PORTALMEDIA.ID, TANA TORAJA — Kantor Imigrasi Kelas II TPI Parepare menggelar Rapat Koordinasi Tim Pengawasan Orang Asing (TIMPORA) Kabupaten Tana Toraja Tahun 2026 di Ballroom Grand Hotel Metro Permai, Makale Utara, Jumat (21/8/2026).
Pertemuan ini digelar untuk memperkuat sinergi antarinstansi dalam memantau keberadaan dan aktivitas warga negara asing (WNA) di wilayah Tana Toraja.
Mewakili Kepala Kanwil Ditjen Imigrasi Sulawesi Selatan, Kepala Bidang Pengawasan dan Penindakan Keimigrasian, Sahroni, membuka resmi agenda tersebut setelah diawali laporan Ketua Panitia, Basra Bakri, serta sambutan Kepala Kesbangpol Tana Toraja, Jacob Tipa.

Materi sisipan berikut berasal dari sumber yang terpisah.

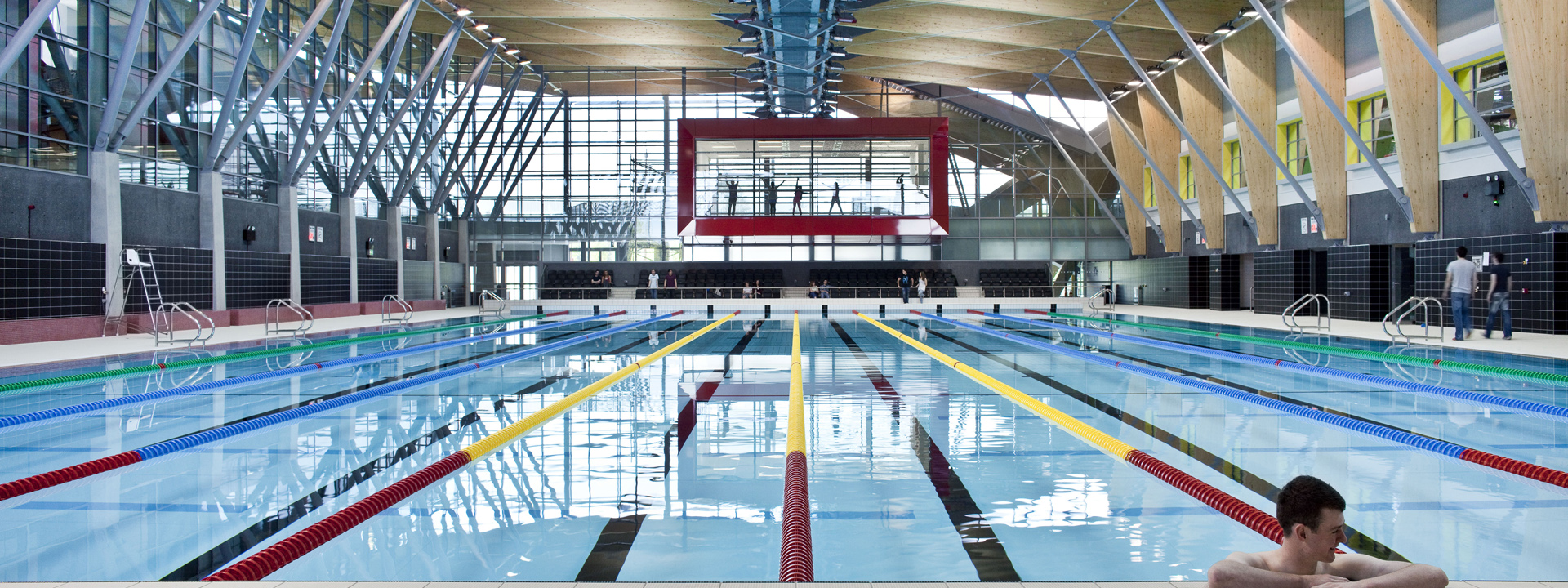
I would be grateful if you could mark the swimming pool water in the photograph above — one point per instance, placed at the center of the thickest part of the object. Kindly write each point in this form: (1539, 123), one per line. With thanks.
(676, 472)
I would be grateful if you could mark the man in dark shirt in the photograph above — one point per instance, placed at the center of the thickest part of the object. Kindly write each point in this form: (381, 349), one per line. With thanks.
(1498, 296)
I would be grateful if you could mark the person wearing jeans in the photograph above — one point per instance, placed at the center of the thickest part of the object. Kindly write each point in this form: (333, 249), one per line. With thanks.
(1460, 283)
(1498, 296)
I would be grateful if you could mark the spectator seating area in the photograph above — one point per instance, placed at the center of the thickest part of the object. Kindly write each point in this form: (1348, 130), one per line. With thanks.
(719, 283)
(1015, 283)
(572, 284)
(883, 283)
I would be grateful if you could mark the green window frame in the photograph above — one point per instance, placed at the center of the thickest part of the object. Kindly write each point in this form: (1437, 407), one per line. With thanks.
(1233, 165)
(1375, 126)
(1487, 85)
(1294, 149)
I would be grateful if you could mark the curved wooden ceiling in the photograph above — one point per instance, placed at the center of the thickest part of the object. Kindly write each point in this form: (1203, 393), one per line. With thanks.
(993, 44)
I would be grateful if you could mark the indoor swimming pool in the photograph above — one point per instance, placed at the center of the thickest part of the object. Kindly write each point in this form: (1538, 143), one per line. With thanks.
(918, 472)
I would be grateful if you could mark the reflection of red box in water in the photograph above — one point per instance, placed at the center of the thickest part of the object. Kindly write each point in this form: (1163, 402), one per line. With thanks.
(692, 131)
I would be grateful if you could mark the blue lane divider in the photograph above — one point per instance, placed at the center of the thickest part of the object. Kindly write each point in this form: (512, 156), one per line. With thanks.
(1479, 399)
(380, 391)
(264, 376)
(1230, 392)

Kegiatan ini turut dihadiri unsur Forkopimda, Dinas Pariwisata, Disdukcapil, Disnakertrans, DPMPTSP, Kemenag, TNI, Polri, Kejaksaan Negeri, BIN, hingga Rudenim Makassar.
Dalam rapat tersebut, peserta menekankan pentingnya deteksi dini serta pengumpulan informasi cepat lintas instansi. Pengawasan WNA tetap difokuskan pada prinsip selective policy dengan menjunjung tinggi etika dan hak asasi manusia.

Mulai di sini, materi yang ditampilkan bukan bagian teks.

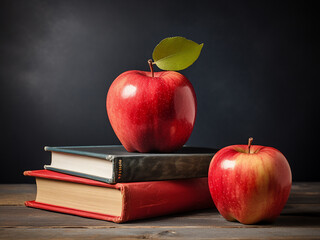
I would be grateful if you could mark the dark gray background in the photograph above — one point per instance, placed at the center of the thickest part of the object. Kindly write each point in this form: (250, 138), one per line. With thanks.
(256, 75)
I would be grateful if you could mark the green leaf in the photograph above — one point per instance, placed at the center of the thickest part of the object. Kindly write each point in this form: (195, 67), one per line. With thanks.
(176, 53)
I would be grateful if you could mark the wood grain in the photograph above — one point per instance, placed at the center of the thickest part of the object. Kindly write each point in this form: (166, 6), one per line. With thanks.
(300, 219)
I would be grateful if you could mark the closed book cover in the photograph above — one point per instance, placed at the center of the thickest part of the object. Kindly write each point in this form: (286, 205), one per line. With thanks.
(119, 202)
(112, 164)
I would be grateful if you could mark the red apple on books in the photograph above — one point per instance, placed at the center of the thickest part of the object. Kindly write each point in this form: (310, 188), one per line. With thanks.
(155, 111)
(249, 183)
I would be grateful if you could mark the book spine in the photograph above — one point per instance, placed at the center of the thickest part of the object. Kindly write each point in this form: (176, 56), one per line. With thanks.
(138, 169)
(146, 199)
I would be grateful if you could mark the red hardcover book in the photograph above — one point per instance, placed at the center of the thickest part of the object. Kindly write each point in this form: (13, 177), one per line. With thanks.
(119, 202)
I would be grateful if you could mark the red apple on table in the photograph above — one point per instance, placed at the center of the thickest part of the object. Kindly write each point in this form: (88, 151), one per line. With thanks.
(152, 111)
(249, 183)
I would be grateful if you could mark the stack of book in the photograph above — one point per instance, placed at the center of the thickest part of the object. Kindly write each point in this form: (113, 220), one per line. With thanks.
(109, 183)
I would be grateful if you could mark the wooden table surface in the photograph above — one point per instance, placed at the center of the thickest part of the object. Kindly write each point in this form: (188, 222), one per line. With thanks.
(300, 219)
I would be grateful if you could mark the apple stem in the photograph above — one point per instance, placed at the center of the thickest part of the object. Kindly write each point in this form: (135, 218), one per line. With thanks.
(249, 144)
(151, 67)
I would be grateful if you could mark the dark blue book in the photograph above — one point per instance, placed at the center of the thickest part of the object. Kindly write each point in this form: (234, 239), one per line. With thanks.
(112, 164)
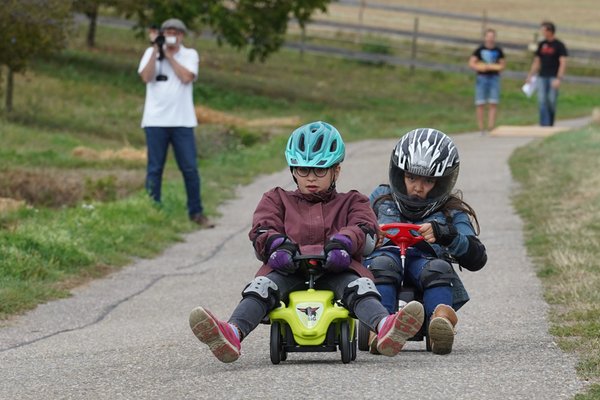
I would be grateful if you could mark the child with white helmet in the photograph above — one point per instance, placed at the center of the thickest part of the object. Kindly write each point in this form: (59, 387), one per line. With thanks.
(423, 169)
(312, 217)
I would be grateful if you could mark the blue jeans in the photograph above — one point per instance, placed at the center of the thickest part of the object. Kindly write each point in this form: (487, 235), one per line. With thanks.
(547, 97)
(414, 264)
(487, 89)
(184, 146)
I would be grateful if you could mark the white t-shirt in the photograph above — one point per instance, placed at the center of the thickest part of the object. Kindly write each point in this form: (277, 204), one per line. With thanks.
(170, 103)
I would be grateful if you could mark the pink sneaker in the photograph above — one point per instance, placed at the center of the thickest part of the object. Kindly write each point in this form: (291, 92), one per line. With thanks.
(219, 336)
(400, 327)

“Koordinasi menjadi kunci dalam pengawasan orang asing. Melalui Timpora, setiap anggota dapat saling bertukar informasi sehingga potensi pelanggaran keimigrasian dapat dideteksi dan ditindaklanjuti secara lebih cepat,” ujar Ketua Panitia, Basra Bakri.
Dalam kesempatan tersebut, Kantor Imigrasi Kelas II TPI Parepare juga memperkenalkan aplikasi e-Timpora kepada anggota Timpora Kabupaten Tana Toraja.
Aplikasi tersebut diharapkan dapat memberikan kemudahan bagi anggota dalam menjalankan fungsi pengawasan sekaligus meningkatkan efektivitas koordinasi dan pertukaran informasi terkait keberadaan orang asing.
Pelaksanaan Rapat Koordinasi Timpora ini menjadi wadah strategis untuk menyamakan persepsi, memperkuat komunikasi, serta membangun pola kerja bersama dalam menghadapi dinamika keberadaan WNA di Kabupaten Tana Toraja.
Sebagai tindak lanjut, Kantor Imigrasi Kelas II TPI Parepare akan membentuk grup komunikasi WhatsApp anggota Timpora Kabupaten Tana Toraja.
Wadah komunikasi tersebut diharapkan dapat mempercepat penyampaian informasi dan koordinasi apabila ditemukan keberadaan maupun kegiatan orang asing yang membutuhkan perhatian bersama.
Melalui penguatan koordinasi dan pemanfaatan teknologi, Timpora Kabupaten Tana Toraja diharapkan semakin responsif dalam melakukan pengawasan orang asing serta mampu mendukung terciptanya situasi keamanan dan ketertiban yang kondusif di wilayah Kabupaten Tana Toraja.